Je réécouterais bien ce disque de ON, produit par Deathprod et tout juste réédité par Type avec une pochette différente, plus belle que la première, un peu inexistante et sortie par DSA. Dans ce disque, je me souviens ou crois me souvenir que la musique est issue de petits riens sonores mis les uns sur les autres. Le groupe a fait un autre album, sorti par l’excellent label parisien Broccoli. A réécouter aussi.

Nous avons tous une histoire à raconter à propos des Instants Chavirés, cette salle qui nous a fait aller à Montreuil un nombre de fois incalculable avant même que Montreuil devienne un refuge pour les lassés de Paris ou une terre de chute pour Dominique Voynet. Je me souviens y avoir vu des concerts mémorables, renversants : Labradford et Pan American(j’ai passé des disques juste avant eux), Keiji Haino, Acid Mothers Temple, Silver Mt Zion (et je n’avais pas pu entrer pour Godspeed You Black Emperor qui passait là la première fois, hors du Canada), Sunn O))), Jim O’Rourke, Skullflower, AMM, Phil Niblock, My Cat Is An Alien, No Neck Blues Band, Jackie O Motherfucker… J’en oublie sûrement et d’autres en ont des différents en tête, tout en sachant que nous avons tous eu un moment de flemme (« les Instants, c’est loin, c’est petit, on ne verra rien, il y a trop de monde, il n’y a personne… « ) qui nous aura fait rater le meilleur concert du monde qui se donnait ce soir-là, là-bas.

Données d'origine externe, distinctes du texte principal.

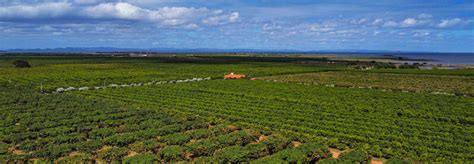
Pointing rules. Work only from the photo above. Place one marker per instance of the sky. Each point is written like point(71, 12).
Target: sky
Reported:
point(397, 25)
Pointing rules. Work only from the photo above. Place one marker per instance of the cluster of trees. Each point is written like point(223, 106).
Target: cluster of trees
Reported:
point(397, 81)
point(387, 121)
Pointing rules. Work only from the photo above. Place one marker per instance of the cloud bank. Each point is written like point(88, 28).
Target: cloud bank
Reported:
point(120, 11)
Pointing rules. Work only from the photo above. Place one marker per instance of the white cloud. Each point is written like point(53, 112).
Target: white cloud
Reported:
point(222, 19)
point(425, 16)
point(409, 22)
point(320, 28)
point(116, 10)
point(419, 21)
point(421, 34)
point(167, 16)
point(270, 27)
point(43, 10)
point(377, 21)
point(447, 23)
point(390, 24)
point(86, 2)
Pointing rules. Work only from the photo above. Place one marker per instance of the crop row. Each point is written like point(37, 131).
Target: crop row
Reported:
point(398, 136)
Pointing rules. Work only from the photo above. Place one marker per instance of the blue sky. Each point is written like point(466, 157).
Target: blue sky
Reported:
point(403, 25)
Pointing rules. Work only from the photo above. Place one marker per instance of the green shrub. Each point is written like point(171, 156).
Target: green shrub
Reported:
point(171, 153)
point(357, 155)
point(199, 133)
point(291, 155)
point(232, 154)
point(147, 158)
point(314, 151)
point(4, 148)
point(203, 147)
point(112, 154)
point(175, 139)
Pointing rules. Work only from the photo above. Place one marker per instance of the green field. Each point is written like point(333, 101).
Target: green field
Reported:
point(286, 114)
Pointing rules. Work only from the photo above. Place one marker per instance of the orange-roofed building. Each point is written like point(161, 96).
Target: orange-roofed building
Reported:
point(234, 76)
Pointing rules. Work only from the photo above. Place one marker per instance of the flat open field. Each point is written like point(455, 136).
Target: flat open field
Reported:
point(179, 108)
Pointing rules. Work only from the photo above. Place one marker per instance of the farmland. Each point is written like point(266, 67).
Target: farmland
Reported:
point(287, 113)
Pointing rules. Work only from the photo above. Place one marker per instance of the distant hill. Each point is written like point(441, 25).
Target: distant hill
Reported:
point(188, 50)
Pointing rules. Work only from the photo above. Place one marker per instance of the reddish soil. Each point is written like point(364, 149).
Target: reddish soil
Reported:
point(335, 153)
point(131, 154)
point(295, 144)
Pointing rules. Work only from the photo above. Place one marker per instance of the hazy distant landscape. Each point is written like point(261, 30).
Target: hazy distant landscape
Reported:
point(246, 81)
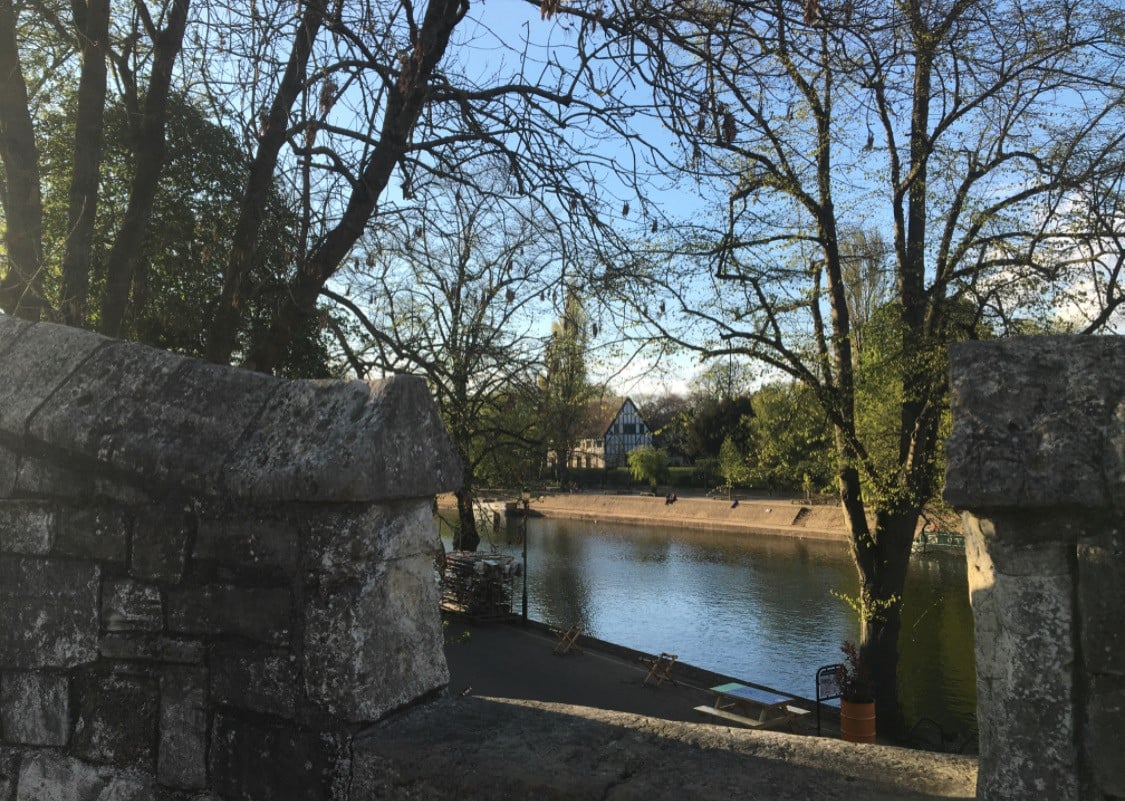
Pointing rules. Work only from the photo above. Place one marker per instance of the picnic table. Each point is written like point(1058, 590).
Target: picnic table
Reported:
point(752, 707)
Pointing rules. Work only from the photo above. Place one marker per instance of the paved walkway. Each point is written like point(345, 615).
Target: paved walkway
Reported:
point(523, 725)
point(510, 660)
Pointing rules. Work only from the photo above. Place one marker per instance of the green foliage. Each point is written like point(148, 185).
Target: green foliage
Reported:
point(648, 465)
point(565, 388)
point(732, 464)
point(713, 420)
point(790, 440)
point(867, 608)
point(187, 243)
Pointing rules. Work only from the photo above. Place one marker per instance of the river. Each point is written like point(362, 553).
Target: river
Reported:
point(753, 606)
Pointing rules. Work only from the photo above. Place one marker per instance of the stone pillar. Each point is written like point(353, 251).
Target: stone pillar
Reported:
point(1036, 462)
point(210, 579)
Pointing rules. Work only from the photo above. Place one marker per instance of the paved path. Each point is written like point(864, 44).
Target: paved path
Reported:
point(521, 725)
point(513, 662)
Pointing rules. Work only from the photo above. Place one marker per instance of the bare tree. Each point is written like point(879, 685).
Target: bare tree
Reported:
point(142, 45)
point(937, 120)
point(453, 297)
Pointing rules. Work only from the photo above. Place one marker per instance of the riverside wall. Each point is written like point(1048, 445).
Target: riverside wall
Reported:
point(1036, 461)
point(780, 518)
point(210, 579)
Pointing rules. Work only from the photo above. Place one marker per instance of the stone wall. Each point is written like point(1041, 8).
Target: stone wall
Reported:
point(1037, 462)
point(209, 579)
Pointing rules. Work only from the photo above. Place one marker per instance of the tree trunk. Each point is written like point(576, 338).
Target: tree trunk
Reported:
point(91, 24)
point(882, 578)
point(405, 101)
point(21, 288)
point(150, 149)
point(466, 537)
point(222, 336)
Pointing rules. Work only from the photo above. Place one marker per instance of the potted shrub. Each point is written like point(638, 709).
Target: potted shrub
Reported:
point(857, 696)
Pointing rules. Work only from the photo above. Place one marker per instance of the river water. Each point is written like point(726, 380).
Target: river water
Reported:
point(753, 606)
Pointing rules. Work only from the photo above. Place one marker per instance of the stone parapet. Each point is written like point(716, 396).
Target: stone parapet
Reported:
point(1036, 461)
point(209, 579)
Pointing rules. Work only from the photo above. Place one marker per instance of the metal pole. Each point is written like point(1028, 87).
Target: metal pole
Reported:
point(524, 497)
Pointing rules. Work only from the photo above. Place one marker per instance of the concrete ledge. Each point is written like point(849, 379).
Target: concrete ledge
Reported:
point(547, 750)
point(164, 421)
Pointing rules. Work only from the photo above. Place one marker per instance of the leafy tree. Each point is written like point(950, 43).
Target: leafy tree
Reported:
point(667, 416)
point(177, 278)
point(358, 114)
point(986, 138)
point(648, 465)
point(716, 420)
point(732, 464)
point(565, 388)
point(790, 439)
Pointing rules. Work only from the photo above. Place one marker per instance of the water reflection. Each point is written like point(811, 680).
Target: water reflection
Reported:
point(756, 608)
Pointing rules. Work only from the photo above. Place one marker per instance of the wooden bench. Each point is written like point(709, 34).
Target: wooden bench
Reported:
point(726, 714)
point(659, 669)
point(568, 640)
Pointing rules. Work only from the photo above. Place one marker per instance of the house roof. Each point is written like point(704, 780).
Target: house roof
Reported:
point(601, 414)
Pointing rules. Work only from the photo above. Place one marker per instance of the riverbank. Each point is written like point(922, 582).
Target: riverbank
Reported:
point(777, 516)
point(773, 516)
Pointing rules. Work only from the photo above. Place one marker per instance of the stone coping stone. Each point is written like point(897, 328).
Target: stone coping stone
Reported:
point(549, 750)
point(173, 422)
point(1038, 422)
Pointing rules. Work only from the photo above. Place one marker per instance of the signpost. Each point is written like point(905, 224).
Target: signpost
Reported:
point(827, 687)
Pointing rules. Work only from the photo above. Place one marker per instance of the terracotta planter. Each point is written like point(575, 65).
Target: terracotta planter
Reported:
point(857, 721)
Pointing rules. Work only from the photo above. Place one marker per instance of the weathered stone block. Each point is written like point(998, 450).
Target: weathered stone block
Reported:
point(26, 527)
point(43, 359)
point(1036, 422)
point(11, 329)
point(117, 717)
point(253, 762)
point(252, 549)
point(306, 447)
point(160, 543)
point(1024, 657)
point(128, 605)
point(343, 543)
point(147, 647)
point(52, 776)
point(1105, 709)
point(9, 469)
point(79, 480)
point(260, 614)
point(9, 773)
point(372, 636)
point(146, 412)
point(1101, 602)
point(35, 709)
point(182, 762)
point(48, 613)
point(92, 532)
point(254, 678)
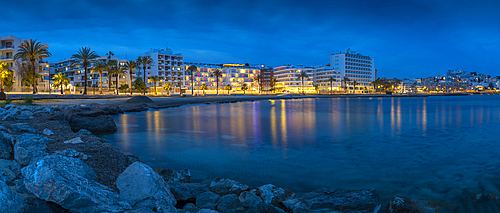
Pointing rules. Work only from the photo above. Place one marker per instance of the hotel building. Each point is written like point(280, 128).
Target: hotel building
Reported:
point(354, 66)
point(233, 74)
point(9, 46)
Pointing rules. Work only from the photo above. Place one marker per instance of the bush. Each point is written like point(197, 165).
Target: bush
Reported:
point(28, 99)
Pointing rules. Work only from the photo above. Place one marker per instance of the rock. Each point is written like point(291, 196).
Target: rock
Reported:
point(185, 191)
point(332, 199)
point(230, 203)
point(207, 200)
point(74, 140)
point(139, 100)
point(96, 125)
point(30, 147)
point(140, 186)
point(72, 184)
point(404, 205)
point(169, 175)
point(10, 201)
point(223, 186)
point(22, 127)
point(73, 154)
point(84, 132)
point(47, 132)
point(6, 148)
point(249, 199)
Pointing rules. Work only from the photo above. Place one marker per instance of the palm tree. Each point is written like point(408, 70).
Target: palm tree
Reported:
point(144, 61)
point(130, 66)
point(167, 87)
point(32, 51)
point(154, 79)
point(59, 80)
point(4, 72)
point(191, 70)
point(345, 80)
point(217, 74)
point(99, 68)
point(331, 80)
point(84, 55)
point(301, 77)
point(244, 88)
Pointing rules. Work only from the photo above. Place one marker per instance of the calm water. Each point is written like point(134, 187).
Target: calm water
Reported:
point(431, 148)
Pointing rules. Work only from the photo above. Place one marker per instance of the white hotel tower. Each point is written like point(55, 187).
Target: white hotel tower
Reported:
point(355, 66)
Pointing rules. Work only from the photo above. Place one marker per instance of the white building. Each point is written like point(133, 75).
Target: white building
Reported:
point(9, 45)
point(354, 66)
point(167, 65)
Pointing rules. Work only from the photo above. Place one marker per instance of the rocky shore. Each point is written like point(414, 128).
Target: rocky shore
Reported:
point(51, 161)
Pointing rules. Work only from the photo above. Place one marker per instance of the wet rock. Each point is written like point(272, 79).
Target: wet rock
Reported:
point(71, 183)
point(73, 154)
point(22, 127)
point(185, 191)
point(230, 203)
point(170, 175)
point(96, 125)
point(30, 147)
point(74, 140)
point(84, 132)
point(47, 132)
point(332, 199)
point(140, 186)
point(223, 186)
point(207, 200)
point(10, 201)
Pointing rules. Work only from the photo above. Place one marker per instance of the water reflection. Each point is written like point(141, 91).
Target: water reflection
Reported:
point(418, 147)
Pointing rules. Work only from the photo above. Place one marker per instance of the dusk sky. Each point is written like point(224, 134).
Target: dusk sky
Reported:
point(408, 39)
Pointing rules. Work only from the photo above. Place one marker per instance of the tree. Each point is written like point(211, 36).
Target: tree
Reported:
point(204, 87)
point(32, 51)
point(191, 70)
point(139, 84)
point(99, 68)
point(228, 88)
point(154, 79)
point(331, 80)
point(84, 56)
point(4, 72)
point(301, 77)
point(345, 80)
point(217, 74)
point(130, 66)
point(144, 61)
point(244, 88)
point(59, 80)
point(167, 87)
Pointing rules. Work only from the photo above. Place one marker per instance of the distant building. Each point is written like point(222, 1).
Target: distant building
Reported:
point(9, 46)
point(356, 67)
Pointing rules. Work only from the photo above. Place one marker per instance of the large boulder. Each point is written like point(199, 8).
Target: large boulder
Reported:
point(141, 187)
point(333, 199)
point(30, 147)
point(70, 183)
point(97, 125)
point(207, 200)
point(10, 202)
point(185, 191)
point(223, 186)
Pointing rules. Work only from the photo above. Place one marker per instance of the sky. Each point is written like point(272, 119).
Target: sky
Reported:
point(407, 39)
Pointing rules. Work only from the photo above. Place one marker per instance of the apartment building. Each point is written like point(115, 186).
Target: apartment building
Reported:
point(232, 74)
point(9, 46)
point(167, 65)
point(287, 78)
point(355, 66)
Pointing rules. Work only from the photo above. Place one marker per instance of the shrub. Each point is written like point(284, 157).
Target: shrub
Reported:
point(28, 99)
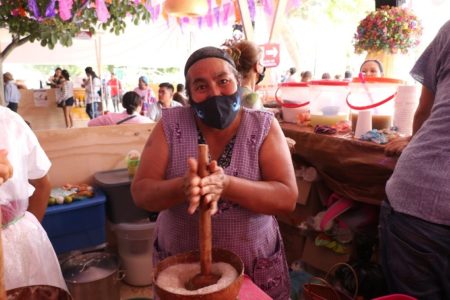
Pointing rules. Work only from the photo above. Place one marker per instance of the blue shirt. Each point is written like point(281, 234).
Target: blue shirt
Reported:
point(12, 94)
point(420, 184)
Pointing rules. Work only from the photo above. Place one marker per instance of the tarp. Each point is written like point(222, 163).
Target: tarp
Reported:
point(146, 45)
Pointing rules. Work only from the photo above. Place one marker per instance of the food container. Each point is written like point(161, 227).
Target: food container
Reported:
point(376, 94)
point(93, 275)
point(328, 105)
point(294, 100)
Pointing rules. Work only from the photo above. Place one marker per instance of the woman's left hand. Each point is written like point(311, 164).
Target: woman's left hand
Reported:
point(213, 185)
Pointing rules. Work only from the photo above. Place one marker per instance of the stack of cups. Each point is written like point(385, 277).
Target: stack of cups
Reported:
point(364, 123)
point(404, 108)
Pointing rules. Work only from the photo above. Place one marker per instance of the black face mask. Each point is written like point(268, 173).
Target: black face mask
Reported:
point(261, 75)
point(218, 111)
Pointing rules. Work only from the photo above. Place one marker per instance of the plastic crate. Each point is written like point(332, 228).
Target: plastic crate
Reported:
point(78, 225)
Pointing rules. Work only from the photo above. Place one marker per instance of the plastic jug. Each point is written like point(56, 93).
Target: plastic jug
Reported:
point(294, 100)
point(328, 102)
point(376, 94)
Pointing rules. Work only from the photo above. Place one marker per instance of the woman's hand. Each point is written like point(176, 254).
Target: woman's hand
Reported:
point(6, 170)
point(210, 187)
point(395, 147)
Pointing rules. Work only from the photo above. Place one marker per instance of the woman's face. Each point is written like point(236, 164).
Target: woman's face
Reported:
point(211, 77)
point(371, 69)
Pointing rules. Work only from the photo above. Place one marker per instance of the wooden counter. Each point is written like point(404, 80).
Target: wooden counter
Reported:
point(352, 168)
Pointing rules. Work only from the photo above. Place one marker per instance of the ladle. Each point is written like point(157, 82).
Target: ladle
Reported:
point(205, 277)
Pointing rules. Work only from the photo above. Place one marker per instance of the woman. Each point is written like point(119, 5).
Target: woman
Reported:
point(372, 68)
point(29, 258)
point(92, 86)
point(132, 104)
point(251, 174)
point(65, 97)
point(247, 56)
point(145, 93)
point(12, 94)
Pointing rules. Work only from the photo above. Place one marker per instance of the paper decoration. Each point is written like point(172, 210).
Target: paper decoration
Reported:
point(101, 10)
point(65, 9)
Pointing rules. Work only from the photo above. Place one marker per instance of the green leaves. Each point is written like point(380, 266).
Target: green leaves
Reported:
point(20, 21)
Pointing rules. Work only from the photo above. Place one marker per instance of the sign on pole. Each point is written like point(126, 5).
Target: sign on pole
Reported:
point(271, 55)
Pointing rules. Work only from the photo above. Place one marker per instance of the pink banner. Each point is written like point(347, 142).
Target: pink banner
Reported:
point(65, 9)
point(102, 11)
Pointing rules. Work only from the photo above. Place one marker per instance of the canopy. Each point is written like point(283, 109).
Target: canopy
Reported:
point(158, 44)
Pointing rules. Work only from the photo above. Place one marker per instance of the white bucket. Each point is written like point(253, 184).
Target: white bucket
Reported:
point(294, 100)
point(135, 242)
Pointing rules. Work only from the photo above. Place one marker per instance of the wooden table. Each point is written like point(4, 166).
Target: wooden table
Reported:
point(352, 168)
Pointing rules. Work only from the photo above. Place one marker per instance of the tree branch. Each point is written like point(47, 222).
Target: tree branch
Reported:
point(16, 42)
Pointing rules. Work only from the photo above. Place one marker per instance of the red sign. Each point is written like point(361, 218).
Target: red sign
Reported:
point(271, 55)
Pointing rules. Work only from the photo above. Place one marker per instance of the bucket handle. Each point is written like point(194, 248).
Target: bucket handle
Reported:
point(288, 105)
point(371, 105)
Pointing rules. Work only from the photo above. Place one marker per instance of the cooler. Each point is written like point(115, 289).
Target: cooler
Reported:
point(294, 100)
point(328, 105)
point(78, 225)
point(120, 207)
point(376, 94)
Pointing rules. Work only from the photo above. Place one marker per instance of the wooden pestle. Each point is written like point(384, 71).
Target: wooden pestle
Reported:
point(205, 277)
point(2, 274)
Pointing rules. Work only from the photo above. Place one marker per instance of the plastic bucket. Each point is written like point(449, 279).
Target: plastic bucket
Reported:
point(328, 105)
point(375, 94)
point(135, 243)
point(294, 99)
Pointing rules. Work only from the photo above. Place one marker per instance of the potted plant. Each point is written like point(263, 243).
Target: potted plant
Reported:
point(386, 32)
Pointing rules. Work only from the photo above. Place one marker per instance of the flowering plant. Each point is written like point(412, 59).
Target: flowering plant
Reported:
point(389, 29)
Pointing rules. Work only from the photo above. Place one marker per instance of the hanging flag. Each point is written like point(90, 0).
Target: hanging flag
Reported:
point(50, 10)
point(65, 9)
point(101, 10)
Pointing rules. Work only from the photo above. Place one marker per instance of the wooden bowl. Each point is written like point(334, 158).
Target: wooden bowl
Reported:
point(218, 255)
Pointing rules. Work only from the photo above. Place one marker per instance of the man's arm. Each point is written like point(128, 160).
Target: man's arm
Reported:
point(423, 111)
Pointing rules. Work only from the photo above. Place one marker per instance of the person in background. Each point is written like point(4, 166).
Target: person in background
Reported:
point(54, 81)
point(415, 218)
point(180, 95)
point(65, 97)
point(29, 258)
point(326, 76)
point(92, 86)
point(290, 76)
point(372, 68)
point(165, 94)
point(132, 104)
point(247, 56)
point(116, 90)
point(12, 94)
point(251, 174)
point(306, 76)
point(146, 94)
point(348, 76)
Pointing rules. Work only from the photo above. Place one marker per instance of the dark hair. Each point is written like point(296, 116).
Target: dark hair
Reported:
point(245, 55)
point(91, 72)
point(180, 87)
point(167, 85)
point(65, 74)
point(348, 74)
point(131, 101)
point(326, 75)
point(380, 66)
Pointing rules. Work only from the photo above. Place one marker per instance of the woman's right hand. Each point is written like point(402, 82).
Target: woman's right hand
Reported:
point(395, 147)
point(192, 187)
point(6, 170)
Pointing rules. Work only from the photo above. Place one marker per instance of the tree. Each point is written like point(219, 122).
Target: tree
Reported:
point(41, 21)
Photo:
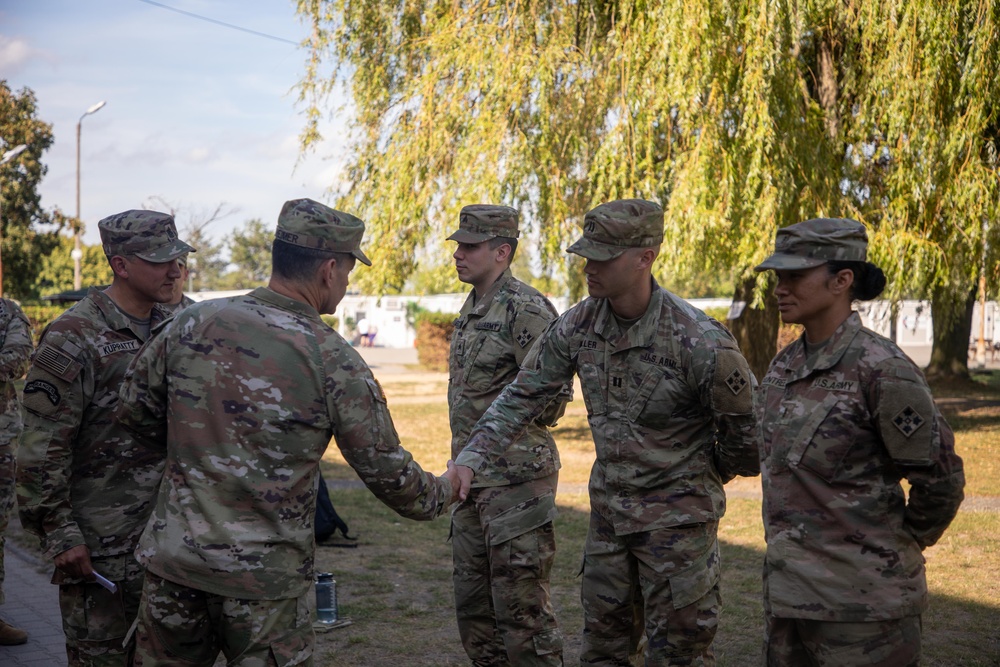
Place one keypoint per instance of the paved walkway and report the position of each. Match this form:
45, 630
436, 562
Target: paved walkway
32, 605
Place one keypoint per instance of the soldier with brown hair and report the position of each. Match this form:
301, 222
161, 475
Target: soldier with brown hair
244, 395
85, 486
845, 416
15, 350
503, 538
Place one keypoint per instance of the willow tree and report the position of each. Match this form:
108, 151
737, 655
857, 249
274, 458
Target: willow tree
740, 117
24, 243
457, 103
926, 126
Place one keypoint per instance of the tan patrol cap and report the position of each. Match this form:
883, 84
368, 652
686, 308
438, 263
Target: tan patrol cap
612, 228
482, 222
814, 242
309, 224
149, 235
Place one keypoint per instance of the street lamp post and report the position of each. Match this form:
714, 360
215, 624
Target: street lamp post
7, 157
77, 251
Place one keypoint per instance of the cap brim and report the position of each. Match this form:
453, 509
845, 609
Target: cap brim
361, 257
463, 236
166, 253
781, 262
599, 252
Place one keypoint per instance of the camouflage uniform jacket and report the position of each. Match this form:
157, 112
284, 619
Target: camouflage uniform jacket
82, 479
174, 308
841, 427
253, 388
669, 403
491, 339
15, 349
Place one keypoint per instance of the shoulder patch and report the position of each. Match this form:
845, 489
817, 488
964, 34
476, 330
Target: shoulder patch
905, 410
55, 361
908, 420
48, 389
732, 384
524, 337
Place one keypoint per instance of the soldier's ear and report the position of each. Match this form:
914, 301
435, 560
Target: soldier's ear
841, 281
646, 258
503, 252
119, 266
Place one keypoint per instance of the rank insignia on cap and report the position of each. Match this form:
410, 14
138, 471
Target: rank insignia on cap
524, 337
908, 421
736, 382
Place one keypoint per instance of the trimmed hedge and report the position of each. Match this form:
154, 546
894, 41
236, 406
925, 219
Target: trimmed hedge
434, 339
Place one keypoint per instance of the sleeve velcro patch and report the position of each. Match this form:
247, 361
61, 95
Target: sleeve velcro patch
53, 360
732, 385
906, 411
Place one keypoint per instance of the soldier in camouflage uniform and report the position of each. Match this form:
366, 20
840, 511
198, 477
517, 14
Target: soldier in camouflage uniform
669, 400
245, 394
85, 486
15, 350
502, 535
845, 416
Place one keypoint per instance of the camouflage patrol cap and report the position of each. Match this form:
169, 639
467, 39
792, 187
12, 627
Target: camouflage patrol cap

Alors, maintenant, les Instants sont en difficulté, on leur a retiré une partie substantielle de leur subvention de fonctionnement, attribuée par le Conseil Régional de Seine-Saint-Denis. Bien sûr, il pourrait y avoir matière à polémiquer, à pointer Dominique Voynet, maire de Montreuil, et se demander pourquoi le passage aux Verts a cet effet-là, d’empêcher l’existence d’une des meilleures salles de Paris et ses environs à la programmation singulière, honnête, aventureuse, défricheuse, pointue, ouverte (sans oublier le prix dérisoire de la bière). Il n’en existe pas d’autre du même acabit ici ou ailleurs. Mais sans même tout cela, sans polémique ou sans croire qu’à Montreuil aussi se jouerait le jeu global de l’acculturation en marche partout ailleurs, j’ai juste envie de savoir que je pourrai encore aller aux Instants Chavirés, découvrir ce qui ne passe pas ailleurs.